Anyway...the film rushes toward its climax as Roman finally gets off his hairy arse and starts kacking the humans one by one with his bare hands. Amazingly for a film of its time (or even ours), he manages to strangle Carla (of course, we don't actually see it…). Don't give our bubble-headed monkey man too much credit because it wasn't too much of a feat, since Carla stands around and talks to him. I guess her father should have been more careful in teaching her not to chat with relentless homicidal robots trying to wipe out their species. As the film's actors display their dramatic ranges mourning Carla, Johnny and Carla's relationship is given a disturbing new dimension when the boy cries out, "I wish I'd have played house more often when she wanted to!" I guess even the Cleavers weren't safe from Caligula-esque antics.

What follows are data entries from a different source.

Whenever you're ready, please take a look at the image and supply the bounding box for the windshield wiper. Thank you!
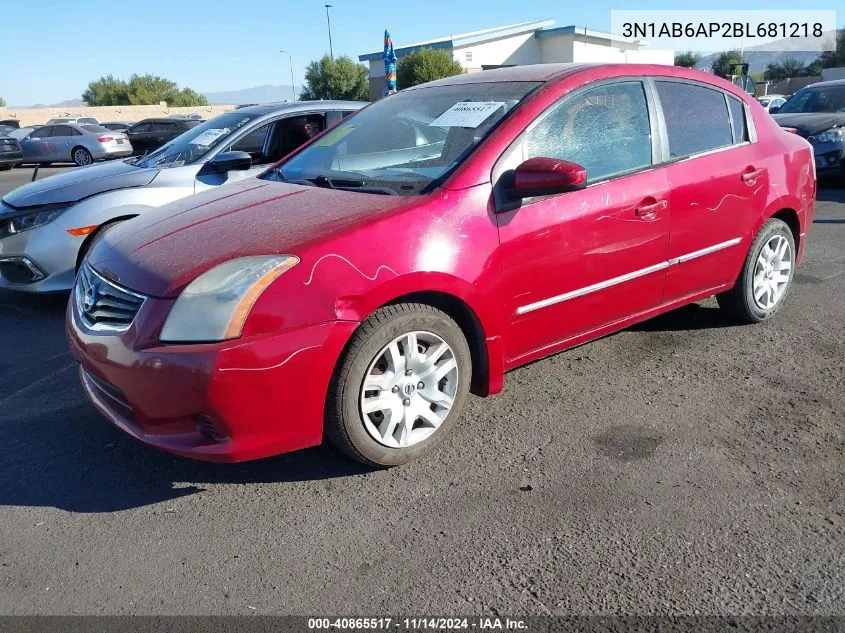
[305,174,367,189]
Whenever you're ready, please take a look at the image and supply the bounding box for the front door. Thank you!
[496,80,669,366]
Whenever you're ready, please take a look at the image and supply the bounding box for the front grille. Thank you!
[73,263,146,332]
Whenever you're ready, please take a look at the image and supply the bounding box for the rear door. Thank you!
[47,125,82,162]
[20,125,53,162]
[654,79,769,302]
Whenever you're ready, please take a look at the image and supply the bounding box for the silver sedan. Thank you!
[19,123,132,166]
[0,101,366,292]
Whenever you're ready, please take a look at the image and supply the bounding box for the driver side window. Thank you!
[523,81,652,182]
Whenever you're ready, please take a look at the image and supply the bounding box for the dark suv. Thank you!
[126,118,202,154]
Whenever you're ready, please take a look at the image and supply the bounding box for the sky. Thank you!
[0,0,845,106]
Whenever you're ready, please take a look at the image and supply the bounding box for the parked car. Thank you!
[20,123,132,166]
[757,95,786,112]
[45,114,100,125]
[126,118,199,154]
[772,79,845,178]
[62,64,815,466]
[0,101,365,292]
[0,132,23,171]
[100,121,135,132]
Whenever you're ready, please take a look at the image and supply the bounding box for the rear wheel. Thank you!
[325,303,472,466]
[716,218,796,323]
[70,147,94,167]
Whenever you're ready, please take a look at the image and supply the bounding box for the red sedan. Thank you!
[67,64,816,466]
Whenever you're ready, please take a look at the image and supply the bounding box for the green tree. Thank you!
[299,55,370,100]
[675,51,701,68]
[396,48,464,90]
[82,74,208,107]
[818,28,845,68]
[710,51,740,79]
[82,75,129,106]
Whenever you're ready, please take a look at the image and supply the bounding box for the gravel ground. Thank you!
[0,170,845,615]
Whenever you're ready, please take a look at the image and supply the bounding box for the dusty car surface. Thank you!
[67,64,816,466]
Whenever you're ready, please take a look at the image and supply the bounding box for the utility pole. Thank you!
[324,4,334,59]
[279,51,296,101]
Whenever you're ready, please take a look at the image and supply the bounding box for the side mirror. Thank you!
[507,157,587,200]
[204,152,252,174]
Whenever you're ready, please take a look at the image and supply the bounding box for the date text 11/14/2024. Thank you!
[308,617,528,631]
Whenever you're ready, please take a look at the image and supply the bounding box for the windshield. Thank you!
[778,85,845,114]
[130,112,260,167]
[262,82,540,195]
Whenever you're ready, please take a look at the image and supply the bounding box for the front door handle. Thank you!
[740,168,764,182]
[634,200,669,220]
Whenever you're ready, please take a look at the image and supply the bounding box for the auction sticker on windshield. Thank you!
[429,101,506,128]
[189,128,229,146]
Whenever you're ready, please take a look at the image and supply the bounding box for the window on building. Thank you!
[524,81,651,182]
[655,81,732,158]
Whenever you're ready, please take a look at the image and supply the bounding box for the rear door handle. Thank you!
[740,169,764,182]
[634,200,669,220]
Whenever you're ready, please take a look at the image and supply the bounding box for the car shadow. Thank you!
[0,292,371,513]
[628,303,739,332]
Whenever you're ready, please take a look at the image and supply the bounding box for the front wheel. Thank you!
[325,303,472,466]
[71,147,94,167]
[716,218,796,323]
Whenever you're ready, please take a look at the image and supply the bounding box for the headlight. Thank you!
[7,207,68,235]
[159,255,299,343]
[815,127,845,143]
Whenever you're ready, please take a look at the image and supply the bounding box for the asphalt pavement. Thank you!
[0,169,845,616]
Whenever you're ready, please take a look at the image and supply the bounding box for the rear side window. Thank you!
[53,125,79,136]
[728,97,748,143]
[655,81,733,158]
[524,81,652,182]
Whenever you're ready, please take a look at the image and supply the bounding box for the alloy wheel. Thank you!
[751,235,792,310]
[359,331,458,448]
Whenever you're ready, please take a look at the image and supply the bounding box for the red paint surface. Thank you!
[68,65,815,461]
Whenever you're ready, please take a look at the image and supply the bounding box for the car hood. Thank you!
[3,160,159,209]
[88,178,420,297]
[772,112,845,138]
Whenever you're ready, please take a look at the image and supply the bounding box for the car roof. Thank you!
[802,79,845,90]
[231,99,367,115]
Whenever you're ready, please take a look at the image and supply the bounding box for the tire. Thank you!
[74,218,129,276]
[70,146,94,167]
[716,218,796,323]
[325,303,472,467]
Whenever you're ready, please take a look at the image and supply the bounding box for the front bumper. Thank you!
[67,298,358,462]
[0,222,79,293]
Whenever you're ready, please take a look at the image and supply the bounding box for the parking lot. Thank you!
[0,168,845,616]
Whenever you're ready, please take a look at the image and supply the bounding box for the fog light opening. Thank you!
[194,413,229,444]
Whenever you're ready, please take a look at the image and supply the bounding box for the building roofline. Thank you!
[358,20,555,62]
[534,24,647,45]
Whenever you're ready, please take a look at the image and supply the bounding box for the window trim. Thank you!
[490,75,668,213]
[647,75,757,167]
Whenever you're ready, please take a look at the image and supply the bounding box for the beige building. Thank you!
[358,20,675,99]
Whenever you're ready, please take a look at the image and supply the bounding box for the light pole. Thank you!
[279,51,296,101]
[324,4,334,59]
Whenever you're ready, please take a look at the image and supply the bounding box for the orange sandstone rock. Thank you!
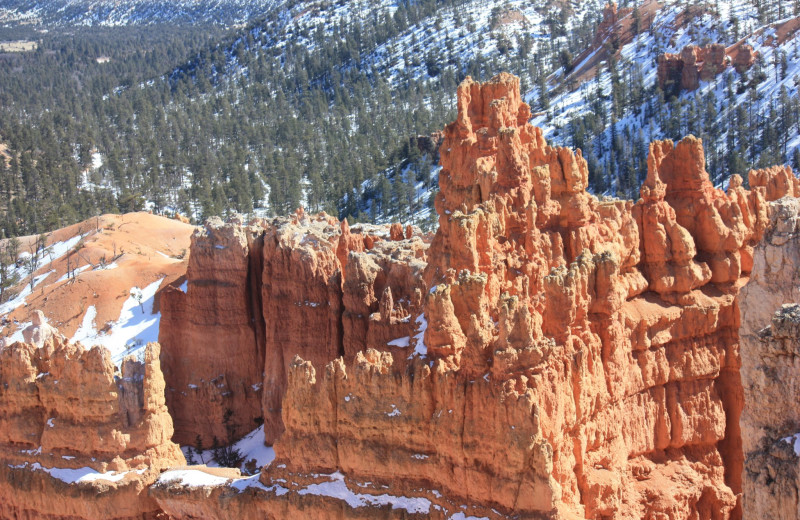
[0,334,185,519]
[154,74,796,520]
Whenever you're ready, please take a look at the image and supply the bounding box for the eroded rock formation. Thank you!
[740,197,800,518]
[159,218,265,446]
[0,325,185,519]
[657,43,756,95]
[150,75,797,519]
[6,74,800,520]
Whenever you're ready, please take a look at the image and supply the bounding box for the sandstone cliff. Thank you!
[153,75,797,519]
[159,219,264,446]
[0,325,185,519]
[740,198,800,518]
[0,74,800,520]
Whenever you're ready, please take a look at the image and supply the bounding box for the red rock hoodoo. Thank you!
[657,43,756,94]
[154,74,798,519]
[7,74,800,520]
[0,324,185,520]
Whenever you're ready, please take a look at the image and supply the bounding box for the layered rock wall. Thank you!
[0,331,185,519]
[148,75,800,519]
[740,197,800,518]
[159,219,266,446]
[262,75,792,518]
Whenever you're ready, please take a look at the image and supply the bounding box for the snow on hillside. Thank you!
[70,278,164,365]
[526,0,800,196]
[0,0,276,27]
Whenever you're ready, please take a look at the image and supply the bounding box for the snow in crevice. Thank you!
[70,278,164,365]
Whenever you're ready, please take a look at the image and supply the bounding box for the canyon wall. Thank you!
[0,323,185,519]
[153,74,800,519]
[0,74,800,520]
[740,198,800,518]
[158,218,265,447]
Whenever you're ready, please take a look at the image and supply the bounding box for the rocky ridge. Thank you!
[740,198,800,518]
[0,323,185,519]
[0,74,800,519]
[148,75,796,518]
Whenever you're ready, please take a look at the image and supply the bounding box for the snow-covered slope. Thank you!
[527,0,800,197]
[0,0,277,26]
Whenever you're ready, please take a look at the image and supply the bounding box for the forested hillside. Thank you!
[0,0,800,240]
[0,0,600,234]
[528,0,800,199]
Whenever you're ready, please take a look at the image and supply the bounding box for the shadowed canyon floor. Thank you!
[0,74,800,519]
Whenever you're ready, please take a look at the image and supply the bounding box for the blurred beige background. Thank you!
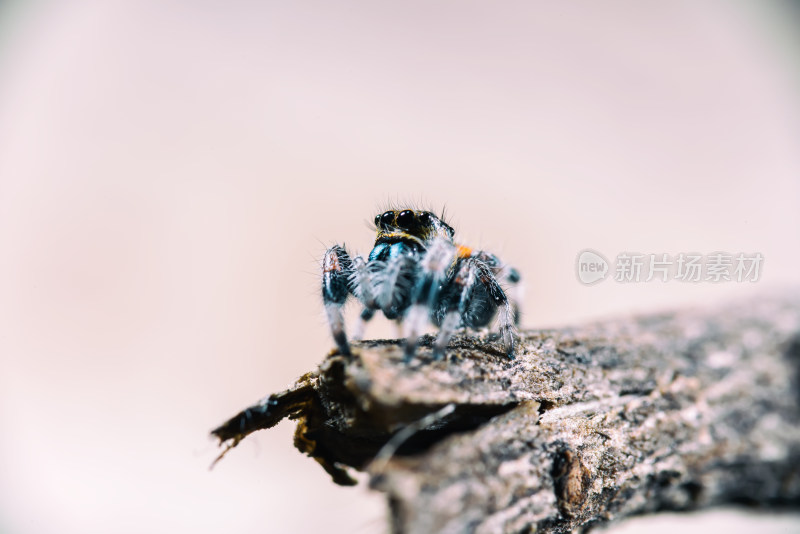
[0,0,800,534]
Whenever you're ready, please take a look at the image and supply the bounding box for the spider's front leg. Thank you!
[433,256,515,360]
[322,245,353,356]
[403,239,456,361]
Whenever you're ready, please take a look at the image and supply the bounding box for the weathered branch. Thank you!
[213,296,800,533]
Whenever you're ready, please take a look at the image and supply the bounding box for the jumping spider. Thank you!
[322,209,520,361]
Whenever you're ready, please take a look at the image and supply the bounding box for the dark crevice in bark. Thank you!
[213,294,800,533]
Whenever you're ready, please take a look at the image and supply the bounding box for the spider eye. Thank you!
[397,210,414,228]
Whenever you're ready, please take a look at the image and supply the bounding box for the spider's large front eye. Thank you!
[397,210,414,228]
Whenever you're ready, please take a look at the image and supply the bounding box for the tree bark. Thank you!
[212,294,800,533]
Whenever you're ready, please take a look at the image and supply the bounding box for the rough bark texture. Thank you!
[213,294,800,533]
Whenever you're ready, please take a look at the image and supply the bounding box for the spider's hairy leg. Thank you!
[474,251,523,326]
[499,265,523,326]
[459,257,514,359]
[371,254,415,319]
[403,239,456,361]
[478,269,515,360]
[349,256,377,339]
[322,245,353,355]
[350,308,375,341]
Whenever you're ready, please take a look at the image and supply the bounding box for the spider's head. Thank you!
[375,209,455,246]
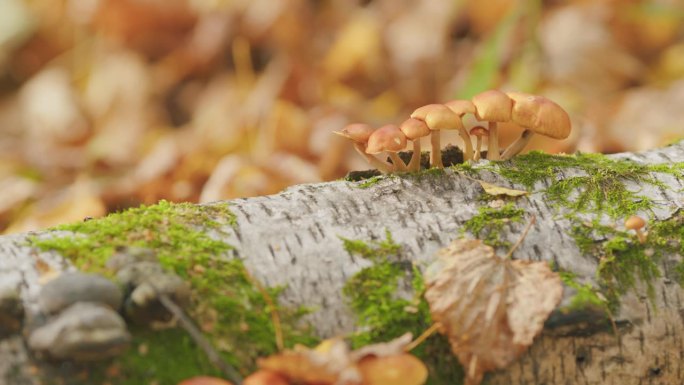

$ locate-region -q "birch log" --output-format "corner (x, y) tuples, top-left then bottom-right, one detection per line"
(0, 142), (684, 385)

Roy buys the farm too, leaving Alice at the mercy of Ro-man (as well as leaving Johnny and Martha the responsibility of repopulating the planet). Ro-man refuses to kill Alice, causing his boss to take matters into his own hands and kill everyone himself using the death rays, including Ro-man (how he does this, despite the 'miraculous antibiotic' and the fact that he's out in Limbo somewhere, is beyond me and the scriptwriters). There's that same stock footage with the dinosaurs again and then, finally, Johnny awakes from his nap to find Alice, Roy, George, and Martha who collect him and walk off into the horizon together. The end...or is it?!?!
Like the works of Ed Wood, beneath all the sheer B-ness there's a passionate attempt to make a "message." The clunky dialogue and goofy monologues that highlight the film really try to convey the despair of the few survivors of the human race and the emotional turmoil of Ro-man. Instead, though, we have proof that great b-movies are not made, they are born.